Environmental Engineering

Major Professor

John S. Schwartz

Committee Members

Glenn A. Tootle, Qiang He

Abstract

Excessive suspended sediment is a major cause of pollution in US streams, as reported by the USEPA. Also known as siltation, having excessive sediment in a stream harms the biology of a stream through directly affecting living organisms, but also through harming natural habitats. Too much excessive sediment leads to a stream being declared impaired. Testing for suspended sediment levels is difficult and time consuming, so indirect methods of testing for total suspended solids (TSS) are desirable.
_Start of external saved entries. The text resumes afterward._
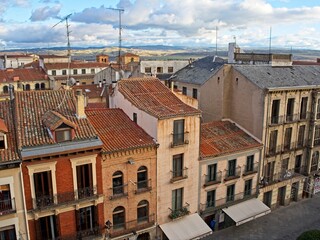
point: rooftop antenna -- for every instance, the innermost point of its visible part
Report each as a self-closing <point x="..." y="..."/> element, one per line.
<point x="120" y="10"/>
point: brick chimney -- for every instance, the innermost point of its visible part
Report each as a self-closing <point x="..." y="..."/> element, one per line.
<point x="80" y="104"/>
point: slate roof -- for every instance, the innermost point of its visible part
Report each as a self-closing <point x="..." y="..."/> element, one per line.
<point x="23" y="74"/>
<point x="31" y="107"/>
<point x="224" y="137"/>
<point x="11" y="153"/>
<point x="153" y="97"/>
<point x="274" y="77"/>
<point x="117" y="131"/>
<point x="199" y="71"/>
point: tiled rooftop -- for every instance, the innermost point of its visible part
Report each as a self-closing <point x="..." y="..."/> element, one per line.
<point x="22" y="74"/>
<point x="31" y="107"/>
<point x="11" y="153"/>
<point x="153" y="97"/>
<point x="117" y="131"/>
<point x="224" y="137"/>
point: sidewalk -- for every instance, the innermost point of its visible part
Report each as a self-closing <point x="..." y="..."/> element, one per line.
<point x="284" y="223"/>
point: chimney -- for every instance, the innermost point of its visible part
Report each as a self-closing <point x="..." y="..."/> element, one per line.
<point x="80" y="104"/>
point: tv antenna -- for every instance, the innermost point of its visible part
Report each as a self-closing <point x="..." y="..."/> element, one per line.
<point x="120" y="10"/>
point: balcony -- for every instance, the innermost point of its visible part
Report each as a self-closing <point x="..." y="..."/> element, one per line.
<point x="132" y="226"/>
<point x="179" y="175"/>
<point x="250" y="169"/>
<point x="179" y="139"/>
<point x="143" y="186"/>
<point x="177" y="213"/>
<point x="7" y="206"/>
<point x="211" y="180"/>
<point x="232" y="173"/>
<point x="118" y="192"/>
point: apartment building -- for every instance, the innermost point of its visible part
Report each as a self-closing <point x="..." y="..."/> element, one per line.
<point x="61" y="166"/>
<point x="128" y="175"/>
<point x="229" y="175"/>
<point x="176" y="128"/>
<point x="12" y="206"/>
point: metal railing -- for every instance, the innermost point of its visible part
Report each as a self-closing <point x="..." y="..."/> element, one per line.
<point x="180" y="212"/>
<point x="179" y="174"/>
<point x="232" y="173"/>
<point x="211" y="180"/>
<point x="118" y="191"/>
<point x="7" y="206"/>
<point x="132" y="226"/>
<point x="143" y="186"/>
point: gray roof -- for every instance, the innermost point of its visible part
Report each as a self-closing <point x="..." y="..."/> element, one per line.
<point x="266" y="77"/>
<point x="199" y="71"/>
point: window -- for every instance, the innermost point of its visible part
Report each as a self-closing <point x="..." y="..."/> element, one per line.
<point x="303" y="108"/>
<point x="142" y="177"/>
<point x="143" y="211"/>
<point x="275" y="111"/>
<point x="177" y="196"/>
<point x="117" y="183"/>
<point x="212" y="172"/>
<point x="211" y="198"/>
<point x="273" y="142"/>
<point x="230" y="193"/>
<point x="5" y="89"/>
<point x="43" y="188"/>
<point x="316" y="141"/>
<point x="84" y="181"/>
<point x="247" y="187"/>
<point x="118" y="218"/>
<point x="159" y="70"/>
<point x="177" y="168"/>
<point x="47" y="227"/>
<point x="287" y="139"/>
<point x="195" y="93"/>
<point x="290" y="110"/>
<point x="231" y="168"/>
<point x="178" y="132"/>
<point x="8" y="233"/>
<point x="147" y="69"/>
<point x="301" y="135"/>
<point x="184" y="90"/>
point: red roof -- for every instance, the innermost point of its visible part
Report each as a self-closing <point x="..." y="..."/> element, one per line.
<point x="117" y="131"/>
<point x="224" y="137"/>
<point x="22" y="74"/>
<point x="31" y="107"/>
<point x="73" y="65"/>
<point x="153" y="97"/>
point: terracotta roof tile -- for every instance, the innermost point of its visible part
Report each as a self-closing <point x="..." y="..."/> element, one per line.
<point x="31" y="106"/>
<point x="223" y="137"/>
<point x="11" y="153"/>
<point x="153" y="97"/>
<point x="117" y="131"/>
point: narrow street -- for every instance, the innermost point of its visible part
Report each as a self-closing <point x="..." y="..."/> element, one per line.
<point x="284" y="223"/>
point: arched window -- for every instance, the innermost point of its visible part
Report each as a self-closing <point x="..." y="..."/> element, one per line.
<point x="142" y="177"/>
<point x="117" y="183"/>
<point x="118" y="218"/>
<point x="5" y="89"/>
<point x="143" y="211"/>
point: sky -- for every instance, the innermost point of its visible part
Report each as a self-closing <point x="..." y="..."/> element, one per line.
<point x="194" y="23"/>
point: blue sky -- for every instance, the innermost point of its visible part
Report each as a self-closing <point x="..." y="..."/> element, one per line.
<point x="28" y="23"/>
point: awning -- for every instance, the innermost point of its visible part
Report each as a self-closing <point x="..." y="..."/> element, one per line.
<point x="186" y="228"/>
<point x="246" y="211"/>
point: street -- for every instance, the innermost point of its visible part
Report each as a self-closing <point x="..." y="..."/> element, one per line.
<point x="284" y="223"/>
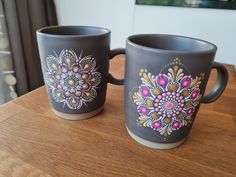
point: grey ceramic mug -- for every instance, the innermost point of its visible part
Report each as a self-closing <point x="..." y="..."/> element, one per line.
<point x="165" y="81"/>
<point x="75" y="64"/>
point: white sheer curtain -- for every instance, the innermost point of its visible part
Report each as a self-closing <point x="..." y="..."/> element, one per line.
<point x="7" y="78"/>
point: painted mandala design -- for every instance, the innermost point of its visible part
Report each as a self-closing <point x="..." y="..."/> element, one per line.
<point x="72" y="80"/>
<point x="166" y="102"/>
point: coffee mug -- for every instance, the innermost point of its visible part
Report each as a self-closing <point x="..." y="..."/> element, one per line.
<point x="75" y="64"/>
<point x="165" y="81"/>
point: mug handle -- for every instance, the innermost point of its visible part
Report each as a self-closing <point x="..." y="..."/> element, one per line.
<point x="219" y="87"/>
<point x="111" y="79"/>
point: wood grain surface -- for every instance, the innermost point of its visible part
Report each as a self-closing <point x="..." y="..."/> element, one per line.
<point x="34" y="142"/>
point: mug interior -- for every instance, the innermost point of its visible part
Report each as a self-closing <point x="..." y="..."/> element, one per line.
<point x="171" y="43"/>
<point x="73" y="31"/>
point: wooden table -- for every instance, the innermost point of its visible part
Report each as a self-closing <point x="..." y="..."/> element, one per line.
<point x="34" y="142"/>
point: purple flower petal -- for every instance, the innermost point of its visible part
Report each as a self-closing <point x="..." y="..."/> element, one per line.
<point x="143" y="110"/>
<point x="185" y="81"/>
<point x="162" y="80"/>
<point x="144" y="90"/>
<point x="156" y="125"/>
<point x="190" y="111"/>
<point x="195" y="93"/>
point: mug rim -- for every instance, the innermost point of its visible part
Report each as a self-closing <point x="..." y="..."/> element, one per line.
<point x="159" y="50"/>
<point x="43" y="31"/>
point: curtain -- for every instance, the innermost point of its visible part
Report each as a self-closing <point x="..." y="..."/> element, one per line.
<point x="23" y="18"/>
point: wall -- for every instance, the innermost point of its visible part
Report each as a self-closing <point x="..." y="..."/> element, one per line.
<point x="123" y="18"/>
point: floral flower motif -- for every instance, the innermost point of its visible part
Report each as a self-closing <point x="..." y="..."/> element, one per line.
<point x="166" y="102"/>
<point x="72" y="80"/>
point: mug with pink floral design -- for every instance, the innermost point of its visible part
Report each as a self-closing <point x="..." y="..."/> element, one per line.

While turbidity has been an oft used TSS surrogate in the past, this study takes the next step of looking at potential relationships between biological metrics and turbidity, to see if turbidity can be used to directly test for biological impairment, since turbidimeters can be installed in situ in streams. For this study we installed turbidimeters and depth samplers in 10 streams in East Tennessee that recorded data over a nine month period. The streams selected had pre-existing biological data available from the Tennessee Department of Environmental Conservation (TDEC). This allowed information from the turbidity probes to be compared to the biological integrity of the stream. This study first successfully correlates turbidity and TSS for our study sites through stream samples analyzed in the lab. We then statistically compared the turbidity data to the habitat scores and index scores (specifically the Tennessee Macroinvertebrate Index) of the streams. The main turbidity metric used was turbidity threshold exceedance, but unfortunately we were unable to include a duration factor. Changes in turbidity compared to changes in flow were also examined. The results showed reinforced the relationship between TSS and turbidity, while showing that while there is a correlation between turbidity threshold exceedance and index/habitat scores, it would be inappropriate to use them for stream impairment predictions at this time. More investigation with both a wider range and number of streams in a single dataset, along with the ability to include turbidity duration may yield more valuable results.